Michaud didn’t want to take any chance that Janyce wasn’t telling the whole truth, that she might really know who had killed her son and go after them. He doubted it, but in his line of work, you learned that anyone was capable of murder with the right kind of provocation. Best to play this situation by the book.
At the same moment Jim Michaud was telling Janyce Iturra the grim news, Joe Brown stood at a secluded spot outside of Eugene on the banks of the Willamette River. Behind him was a station wagon, with its headlights on, illuminating the river. In front of him was raging white water, flashing in a quick torrent over rocks in the river bed. To his right, in the encroaching darkness, he just barely made out the dark forms of trees that lined the banks. To his left was a little island that had formed in the river where the water table had gotten too low. It was a perfect place for concealment. Dark, silent, alone.

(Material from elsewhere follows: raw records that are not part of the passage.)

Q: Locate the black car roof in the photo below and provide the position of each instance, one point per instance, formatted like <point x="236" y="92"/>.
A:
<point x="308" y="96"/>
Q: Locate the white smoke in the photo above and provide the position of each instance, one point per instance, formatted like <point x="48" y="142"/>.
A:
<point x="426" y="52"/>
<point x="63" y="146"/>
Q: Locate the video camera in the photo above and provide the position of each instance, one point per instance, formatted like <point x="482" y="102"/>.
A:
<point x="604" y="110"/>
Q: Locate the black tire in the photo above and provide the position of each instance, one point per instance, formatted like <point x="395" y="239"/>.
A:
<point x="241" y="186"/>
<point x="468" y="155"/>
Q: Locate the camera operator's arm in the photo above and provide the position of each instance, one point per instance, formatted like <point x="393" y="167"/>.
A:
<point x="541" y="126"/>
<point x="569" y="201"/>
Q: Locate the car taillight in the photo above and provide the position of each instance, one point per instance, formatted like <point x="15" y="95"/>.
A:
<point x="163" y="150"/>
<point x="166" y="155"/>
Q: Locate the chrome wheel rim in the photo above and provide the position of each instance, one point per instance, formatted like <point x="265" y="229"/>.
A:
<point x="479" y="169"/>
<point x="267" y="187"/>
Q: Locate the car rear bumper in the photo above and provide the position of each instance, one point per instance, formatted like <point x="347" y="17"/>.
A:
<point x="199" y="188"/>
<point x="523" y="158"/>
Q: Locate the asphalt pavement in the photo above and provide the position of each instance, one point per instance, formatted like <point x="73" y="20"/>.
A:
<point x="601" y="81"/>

Brown reached in his pocket and came out with the crumpled pack of cigarettes he had taken from the girl’s pocketbook. He shook one out and lit it, savoring the smoke going into his lungs, calming him down. Then quickly, he emptied the revolver of the remaining five bullets. Reeling back his arm, he threw them out as far as he could. He didn’t make the rapids.
The bullets sailed out into the water about fifty feet from the bank and fell into shallow water. Still, that was okay; the river bottom was brown. They’d just blend in. So would the gun, which he tossed in a moment later. It sank rapidly into the silt.
There. Over and done with like nothing had happened.
Joe Brown turned sharply and walked back to the car. He got in and closed the door. The wagon backed up and turned onto a ribbon of concrete that paralleled the river. They drove for a while, then turned down a side street, stopping to rest in front of Brown’s home. He got out, then leaned back in the open window and said to the driver, “See you tomorrow, Moms.”
The woman he had called “Moms” watched as he ran up the driveway and disappeared inside.
Lisa Fentress awakened from her marijuana-induced sleep to the sound of her phone ringing.
Who was that
? she wondered.
She couldn’t be sure, and she didn’t care. She liked where she was, half asleep and half awake. Didn’t have to deal with anything. Didn’t have to see anyone. Didn’t have to have any responsibility for what she’d done. Maybe, if she tried, she could make the phone go away.
After a while, the phone stopped ringing and Lisa floated back into cannabis dreams.
At 5 a.m., Lisa awoke when her pager went off. She dialed the number on the digital display.
“Aaron was taken care of,” said the voice on the other end of the line.
THREE
At 7 a.m., Heather Parr, the woman from Victims Services, finally showed up. She had come from home, where she left her sleeping daughter.
As angry as Janyce was that they had to wait, she had to admit that Aaron’s shooting had so shaken her up, she didn’t know if she would have had the wherewithal to drive herself and the kids to the hospital.